Pour remarquables qu’ils soient, la cause de ces développements est évidente. Vendredi dernier, le ministre des Finances Kwarteng a présenté le mini budget. Touche d’ironie britannique, ce budget intermédiaire est tout sauf “mini”: c’est comme si saint Nicolas, le père Noël et le lapin de Pâques arrivaient en même temps. Parmi les mesures les plus marquantes, citons la suppression de la tranche d’imposition la plus élevée et la réduction du taux de base de 20% à 19%. Les récentes augmentations des charges mises en œuvre (dans la sécurité sociale) et planifiées (pour les entreprises) sont supprimées, tandis que les droits d’enregistrement pour les achats immobiliers sont revus à la baisse. Ces mesures s’ajoutent au gel coûteux des prix de l’énergie. Cette réforme fiscale, la plus radicale depuis les années 70, coûtera des dizaines de milliards de livres. Dans un entretien avec la BBC dimanche dernier, Kwarteng a indiqué que ce n’était que le début.

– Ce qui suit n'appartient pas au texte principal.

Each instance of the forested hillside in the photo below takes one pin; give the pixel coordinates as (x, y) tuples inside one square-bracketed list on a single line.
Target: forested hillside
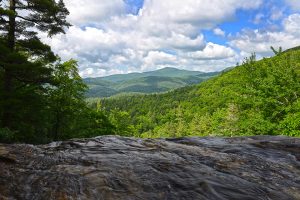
[(157, 81), (255, 98)]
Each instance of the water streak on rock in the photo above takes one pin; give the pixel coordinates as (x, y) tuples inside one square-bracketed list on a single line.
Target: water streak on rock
[(113, 167)]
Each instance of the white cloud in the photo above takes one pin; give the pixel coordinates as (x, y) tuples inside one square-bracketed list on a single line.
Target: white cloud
[(259, 41), (213, 52), (93, 11), (219, 32), (295, 4), (105, 39)]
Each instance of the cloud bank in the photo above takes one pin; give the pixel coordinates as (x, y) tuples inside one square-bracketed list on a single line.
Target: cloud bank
[(108, 38)]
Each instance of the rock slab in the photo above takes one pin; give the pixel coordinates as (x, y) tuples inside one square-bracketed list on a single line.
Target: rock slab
[(112, 167)]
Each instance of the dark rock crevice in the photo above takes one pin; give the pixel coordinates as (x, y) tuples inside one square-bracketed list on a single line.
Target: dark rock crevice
[(110, 167)]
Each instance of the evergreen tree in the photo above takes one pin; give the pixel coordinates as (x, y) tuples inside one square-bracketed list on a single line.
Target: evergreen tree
[(25, 62)]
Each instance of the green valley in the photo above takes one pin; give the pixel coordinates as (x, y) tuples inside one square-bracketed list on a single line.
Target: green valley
[(157, 81), (255, 98)]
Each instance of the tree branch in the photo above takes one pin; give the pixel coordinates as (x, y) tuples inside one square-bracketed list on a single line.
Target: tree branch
[(30, 20)]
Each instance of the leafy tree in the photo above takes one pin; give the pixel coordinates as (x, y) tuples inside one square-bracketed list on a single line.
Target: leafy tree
[(25, 62), (276, 52), (67, 98)]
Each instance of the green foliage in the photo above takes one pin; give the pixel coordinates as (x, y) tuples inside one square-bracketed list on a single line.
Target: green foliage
[(162, 80), (42, 99), (7, 135), (255, 98)]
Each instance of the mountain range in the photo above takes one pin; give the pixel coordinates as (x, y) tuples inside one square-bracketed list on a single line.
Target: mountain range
[(157, 81)]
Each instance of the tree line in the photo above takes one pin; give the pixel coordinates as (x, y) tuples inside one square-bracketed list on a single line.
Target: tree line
[(42, 98)]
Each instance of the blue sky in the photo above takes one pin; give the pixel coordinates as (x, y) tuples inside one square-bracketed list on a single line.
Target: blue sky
[(122, 36)]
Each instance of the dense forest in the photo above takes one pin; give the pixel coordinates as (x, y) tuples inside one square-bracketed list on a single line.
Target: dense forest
[(255, 98), (161, 80), (42, 98)]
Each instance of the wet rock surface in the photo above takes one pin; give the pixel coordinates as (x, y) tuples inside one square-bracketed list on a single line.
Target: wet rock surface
[(125, 168)]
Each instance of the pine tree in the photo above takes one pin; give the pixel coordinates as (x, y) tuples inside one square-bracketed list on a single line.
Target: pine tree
[(25, 62)]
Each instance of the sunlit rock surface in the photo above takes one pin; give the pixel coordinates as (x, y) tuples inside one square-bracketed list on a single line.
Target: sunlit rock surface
[(123, 168)]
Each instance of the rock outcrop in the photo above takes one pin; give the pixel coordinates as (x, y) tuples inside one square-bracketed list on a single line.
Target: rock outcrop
[(114, 168)]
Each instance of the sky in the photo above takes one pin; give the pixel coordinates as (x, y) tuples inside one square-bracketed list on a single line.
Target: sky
[(124, 36)]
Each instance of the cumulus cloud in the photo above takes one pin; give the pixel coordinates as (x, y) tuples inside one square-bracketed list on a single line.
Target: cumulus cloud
[(259, 41), (93, 11), (219, 32), (213, 52), (107, 39), (295, 4)]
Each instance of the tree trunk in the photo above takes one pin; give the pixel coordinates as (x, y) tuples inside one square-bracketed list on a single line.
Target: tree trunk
[(8, 85)]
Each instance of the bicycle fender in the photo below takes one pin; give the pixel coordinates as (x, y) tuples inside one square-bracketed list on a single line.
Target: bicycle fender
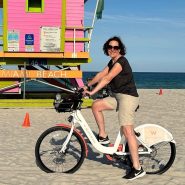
[(151, 134), (78, 133)]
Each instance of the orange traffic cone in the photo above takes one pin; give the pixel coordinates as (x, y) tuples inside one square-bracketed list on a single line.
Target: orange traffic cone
[(26, 122), (160, 92)]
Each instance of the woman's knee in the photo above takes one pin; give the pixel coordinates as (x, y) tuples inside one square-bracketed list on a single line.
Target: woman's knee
[(96, 105), (128, 131)]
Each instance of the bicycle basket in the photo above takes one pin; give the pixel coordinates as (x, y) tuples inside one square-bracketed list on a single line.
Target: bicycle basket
[(64, 105)]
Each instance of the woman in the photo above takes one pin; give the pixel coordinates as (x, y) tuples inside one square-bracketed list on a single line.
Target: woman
[(118, 75)]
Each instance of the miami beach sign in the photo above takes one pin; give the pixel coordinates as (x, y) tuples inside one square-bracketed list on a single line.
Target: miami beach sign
[(40, 74)]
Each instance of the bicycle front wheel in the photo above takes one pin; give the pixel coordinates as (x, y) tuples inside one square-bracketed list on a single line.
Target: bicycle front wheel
[(48, 155)]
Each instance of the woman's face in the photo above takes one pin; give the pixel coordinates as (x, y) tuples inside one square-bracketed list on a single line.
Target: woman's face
[(113, 49)]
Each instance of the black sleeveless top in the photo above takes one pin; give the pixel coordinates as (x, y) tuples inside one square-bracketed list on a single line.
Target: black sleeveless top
[(124, 82)]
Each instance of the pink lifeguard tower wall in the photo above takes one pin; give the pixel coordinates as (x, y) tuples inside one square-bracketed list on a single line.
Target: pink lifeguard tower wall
[(30, 23)]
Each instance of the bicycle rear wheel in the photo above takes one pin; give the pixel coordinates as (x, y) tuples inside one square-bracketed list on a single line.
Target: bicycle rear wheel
[(47, 148), (160, 160)]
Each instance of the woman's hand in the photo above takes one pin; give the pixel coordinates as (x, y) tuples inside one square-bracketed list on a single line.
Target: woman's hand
[(89, 93)]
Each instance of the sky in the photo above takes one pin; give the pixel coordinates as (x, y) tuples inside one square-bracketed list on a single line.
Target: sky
[(152, 30)]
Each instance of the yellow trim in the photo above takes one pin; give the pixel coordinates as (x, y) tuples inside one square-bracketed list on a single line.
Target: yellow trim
[(43, 55), (77, 39)]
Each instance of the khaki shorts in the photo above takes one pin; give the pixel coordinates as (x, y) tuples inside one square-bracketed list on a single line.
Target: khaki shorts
[(126, 106)]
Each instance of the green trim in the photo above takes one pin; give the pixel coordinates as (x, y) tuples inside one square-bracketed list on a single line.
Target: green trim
[(57, 61), (34, 9), (5, 25), (63, 25)]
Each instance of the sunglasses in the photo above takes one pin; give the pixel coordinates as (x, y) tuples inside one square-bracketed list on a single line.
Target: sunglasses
[(113, 47)]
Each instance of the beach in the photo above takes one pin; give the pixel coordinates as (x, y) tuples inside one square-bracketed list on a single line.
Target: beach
[(17, 144)]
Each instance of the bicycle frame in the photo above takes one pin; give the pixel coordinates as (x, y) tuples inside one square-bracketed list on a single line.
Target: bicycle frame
[(77, 118)]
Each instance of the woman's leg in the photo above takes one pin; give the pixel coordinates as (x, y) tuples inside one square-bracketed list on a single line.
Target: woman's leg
[(97, 108), (129, 134)]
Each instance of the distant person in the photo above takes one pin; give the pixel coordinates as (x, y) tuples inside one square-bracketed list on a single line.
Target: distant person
[(118, 75)]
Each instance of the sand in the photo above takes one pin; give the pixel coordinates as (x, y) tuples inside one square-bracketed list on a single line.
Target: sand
[(17, 159)]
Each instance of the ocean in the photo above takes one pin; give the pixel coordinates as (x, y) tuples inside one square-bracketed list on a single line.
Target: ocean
[(153, 80), (144, 80)]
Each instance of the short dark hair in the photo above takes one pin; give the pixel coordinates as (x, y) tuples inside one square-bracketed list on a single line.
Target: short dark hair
[(121, 45)]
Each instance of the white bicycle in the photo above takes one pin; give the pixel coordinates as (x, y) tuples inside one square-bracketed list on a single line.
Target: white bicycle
[(63, 148)]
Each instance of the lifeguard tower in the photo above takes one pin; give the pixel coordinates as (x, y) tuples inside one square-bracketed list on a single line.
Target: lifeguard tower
[(46, 41)]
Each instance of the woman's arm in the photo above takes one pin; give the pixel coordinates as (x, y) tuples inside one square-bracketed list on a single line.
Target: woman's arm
[(107, 78), (99, 76)]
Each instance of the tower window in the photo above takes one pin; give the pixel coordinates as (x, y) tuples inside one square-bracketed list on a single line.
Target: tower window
[(35, 6)]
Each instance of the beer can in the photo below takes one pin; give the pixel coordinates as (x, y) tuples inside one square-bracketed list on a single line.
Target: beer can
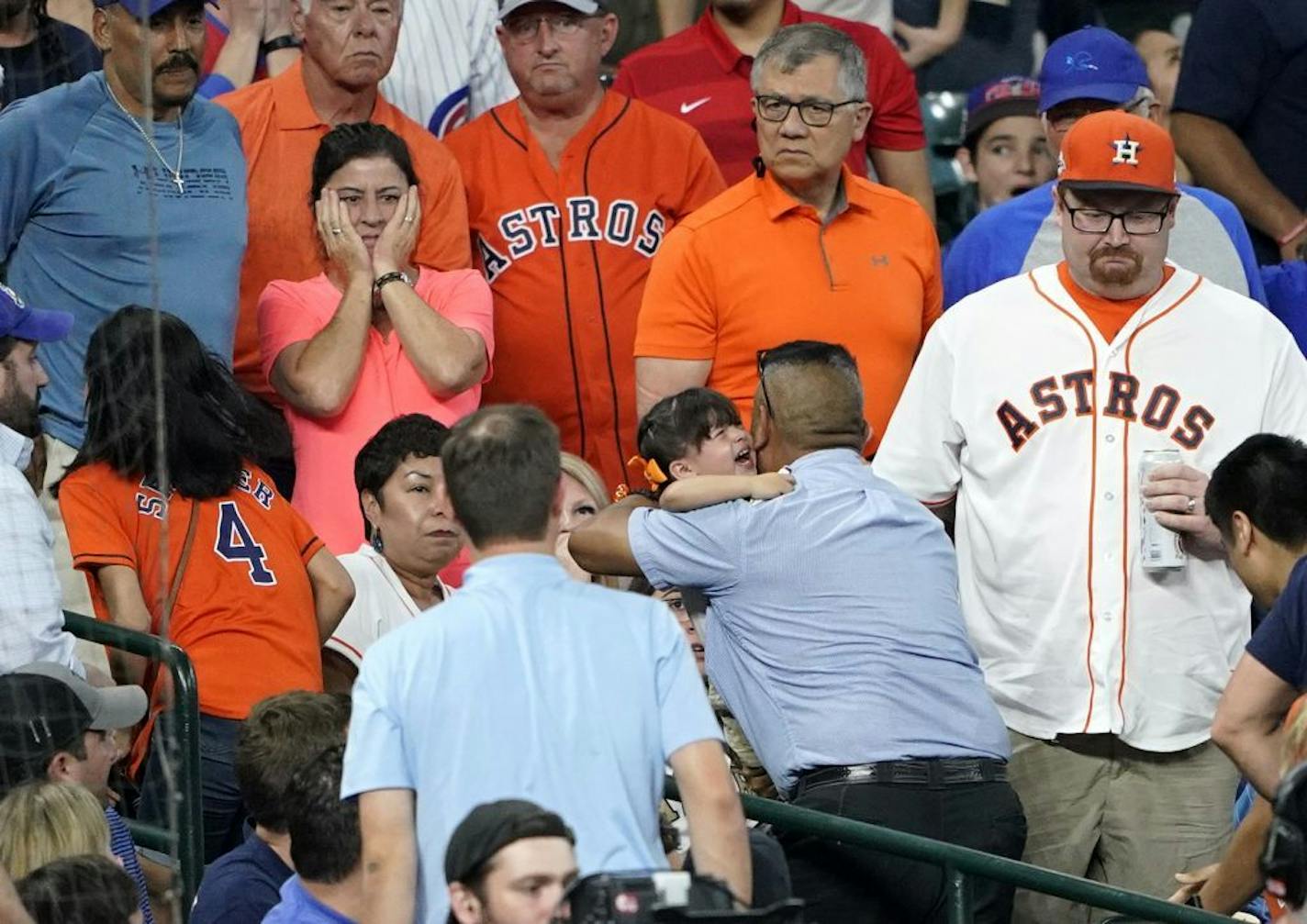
[(1159, 548)]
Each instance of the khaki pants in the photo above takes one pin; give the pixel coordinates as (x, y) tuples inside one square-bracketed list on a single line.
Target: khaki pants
[(76, 592), (1098, 807)]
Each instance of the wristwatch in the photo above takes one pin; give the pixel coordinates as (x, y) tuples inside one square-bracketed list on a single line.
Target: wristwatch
[(394, 276)]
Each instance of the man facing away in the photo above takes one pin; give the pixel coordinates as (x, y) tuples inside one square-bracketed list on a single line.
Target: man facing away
[(530, 685)]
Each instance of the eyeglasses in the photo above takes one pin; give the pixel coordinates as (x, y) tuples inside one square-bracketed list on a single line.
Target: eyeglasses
[(1062, 117), (526, 28), (814, 113), (1100, 221), (762, 379)]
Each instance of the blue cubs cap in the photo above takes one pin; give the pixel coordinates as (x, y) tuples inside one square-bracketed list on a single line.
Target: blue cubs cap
[(140, 8), (1090, 63), (998, 99), (18, 320)]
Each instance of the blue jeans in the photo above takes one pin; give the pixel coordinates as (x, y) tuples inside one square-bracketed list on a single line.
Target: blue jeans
[(224, 810)]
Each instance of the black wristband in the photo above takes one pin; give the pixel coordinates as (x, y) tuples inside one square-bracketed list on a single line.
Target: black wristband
[(279, 43), (394, 276)]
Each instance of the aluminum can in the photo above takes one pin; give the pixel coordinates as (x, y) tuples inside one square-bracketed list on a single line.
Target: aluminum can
[(1159, 548)]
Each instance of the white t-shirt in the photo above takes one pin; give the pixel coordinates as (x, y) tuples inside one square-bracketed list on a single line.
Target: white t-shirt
[(381, 604)]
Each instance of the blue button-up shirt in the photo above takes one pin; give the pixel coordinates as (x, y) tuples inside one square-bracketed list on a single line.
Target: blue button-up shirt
[(834, 630)]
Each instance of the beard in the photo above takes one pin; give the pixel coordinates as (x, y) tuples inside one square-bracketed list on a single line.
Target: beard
[(1115, 274), (20, 413)]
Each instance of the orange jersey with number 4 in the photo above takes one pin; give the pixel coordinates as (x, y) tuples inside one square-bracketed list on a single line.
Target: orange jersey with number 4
[(245, 610), (566, 251)]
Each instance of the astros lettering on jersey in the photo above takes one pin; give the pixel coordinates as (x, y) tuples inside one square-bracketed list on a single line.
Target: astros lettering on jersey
[(1022, 410), (566, 252)]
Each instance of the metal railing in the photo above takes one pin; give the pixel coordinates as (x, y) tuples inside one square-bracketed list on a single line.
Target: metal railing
[(962, 864), (187, 841)]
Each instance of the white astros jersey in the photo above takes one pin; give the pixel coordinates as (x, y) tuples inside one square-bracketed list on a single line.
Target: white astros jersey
[(1020, 408), (449, 67)]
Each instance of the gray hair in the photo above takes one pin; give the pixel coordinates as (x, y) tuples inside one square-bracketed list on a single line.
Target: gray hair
[(794, 46)]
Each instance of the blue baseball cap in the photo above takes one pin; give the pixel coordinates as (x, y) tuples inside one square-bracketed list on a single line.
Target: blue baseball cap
[(18, 320), (151, 6), (1090, 63)]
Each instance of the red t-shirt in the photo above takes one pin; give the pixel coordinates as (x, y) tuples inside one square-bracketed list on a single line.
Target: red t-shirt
[(699, 76)]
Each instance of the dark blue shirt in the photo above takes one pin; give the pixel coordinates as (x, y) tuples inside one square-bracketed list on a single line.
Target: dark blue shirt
[(1279, 643), (240, 886), (1246, 67)]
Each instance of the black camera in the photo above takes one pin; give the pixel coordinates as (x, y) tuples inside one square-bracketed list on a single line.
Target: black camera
[(643, 898)]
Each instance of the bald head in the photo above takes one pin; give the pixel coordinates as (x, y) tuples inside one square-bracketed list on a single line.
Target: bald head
[(812, 395)]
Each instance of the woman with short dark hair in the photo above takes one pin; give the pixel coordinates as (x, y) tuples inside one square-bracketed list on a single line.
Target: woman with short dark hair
[(374, 335)]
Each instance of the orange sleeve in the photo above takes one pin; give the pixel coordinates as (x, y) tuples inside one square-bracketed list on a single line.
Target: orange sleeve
[(284, 319), (933, 279), (678, 311), (95, 522), (702, 178), (443, 240)]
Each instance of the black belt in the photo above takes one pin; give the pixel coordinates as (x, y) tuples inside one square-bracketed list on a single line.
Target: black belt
[(937, 772)]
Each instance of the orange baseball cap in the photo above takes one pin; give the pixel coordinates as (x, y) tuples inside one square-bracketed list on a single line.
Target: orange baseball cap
[(1118, 150)]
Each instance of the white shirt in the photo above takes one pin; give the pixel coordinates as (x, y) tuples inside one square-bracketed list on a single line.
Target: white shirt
[(381, 604), (1073, 634), (449, 67), (31, 617)]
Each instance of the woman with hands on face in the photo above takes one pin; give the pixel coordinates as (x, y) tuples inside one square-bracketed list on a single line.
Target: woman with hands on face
[(374, 336)]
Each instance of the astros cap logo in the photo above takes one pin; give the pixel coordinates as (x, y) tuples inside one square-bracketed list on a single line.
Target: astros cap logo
[(1115, 150), (1127, 150)]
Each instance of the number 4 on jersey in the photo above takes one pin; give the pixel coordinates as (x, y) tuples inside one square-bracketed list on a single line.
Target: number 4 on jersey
[(237, 544)]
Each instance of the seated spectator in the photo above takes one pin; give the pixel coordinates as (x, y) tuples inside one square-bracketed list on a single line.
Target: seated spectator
[(283, 122), (521, 664), (247, 588), (39, 51), (80, 890), (324, 844), (374, 331), (55, 726), (1257, 499), (906, 733), (245, 884), (508, 863), (410, 538), (1004, 150), (42, 821), (246, 40), (31, 619), (1022, 233), (583, 496)]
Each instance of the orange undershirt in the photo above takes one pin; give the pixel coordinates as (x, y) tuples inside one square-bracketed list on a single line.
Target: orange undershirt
[(1109, 315)]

De fait, le gouvernement Truss semble encore vivre à l’ère des taux bas et a l’intention de financer les dépenses avec de nouvelles dettes. D’où les affres des marchés, qui anticipent avec horreur les déficits abyssaux dans le budget et la balance courante (qui atteignent déjà des records jamais vus en 70 ans) et redoutent un dérapage des finances publiques. Les primes de risque pour tous les actifs un tant soit peu britanniques augmentent rapidement. La réaction des marchés vendredi et aujourd’hui peut être considérée comme une motion de censure. Il est compréhensible que le gouvernement veuille soutenir l’économie en période de crise. Mais sans même évoquer sa situation financière, le taux d’inflation à 10% ne le lui permet tout simplement pas. Truss va droit à l’affrontement avec la Banque d’Angleterre. Depuis le mois de décembre, la banque centrale relève progressivement le taux directeur. La semaine dernière, Threadneedle Street a encore procédé à un relèvement de 50 pb, à 2,25%. Mais cette approche progressive a fait son temps. La Banque d’Angleterre devra passer de toute urgence à la vitesse supérieure, et c’est ce qu’elle fera dès la prochaine réunion de politique le 3 novembre… ou plus tôt? Certains observateurs supputent qu’une réunion intermédiaire d’urgence pourrait être à l’ordre du jour. Même alors, la question est de savoir si un relèvement jusqu’à présent inédit de 75 pb suffira à convaincre les marchés. Ceux-ci tablent d’ores et déjà sur un resserrement monétaire supplémentaire de près de 200 points pour les deux dernières réunions de cette année. Le pic attendu des taux d’intérêt approche désormais des 6%, soit pas moins de 1,5 point de pourcentage de plus qu’il y a une semaine.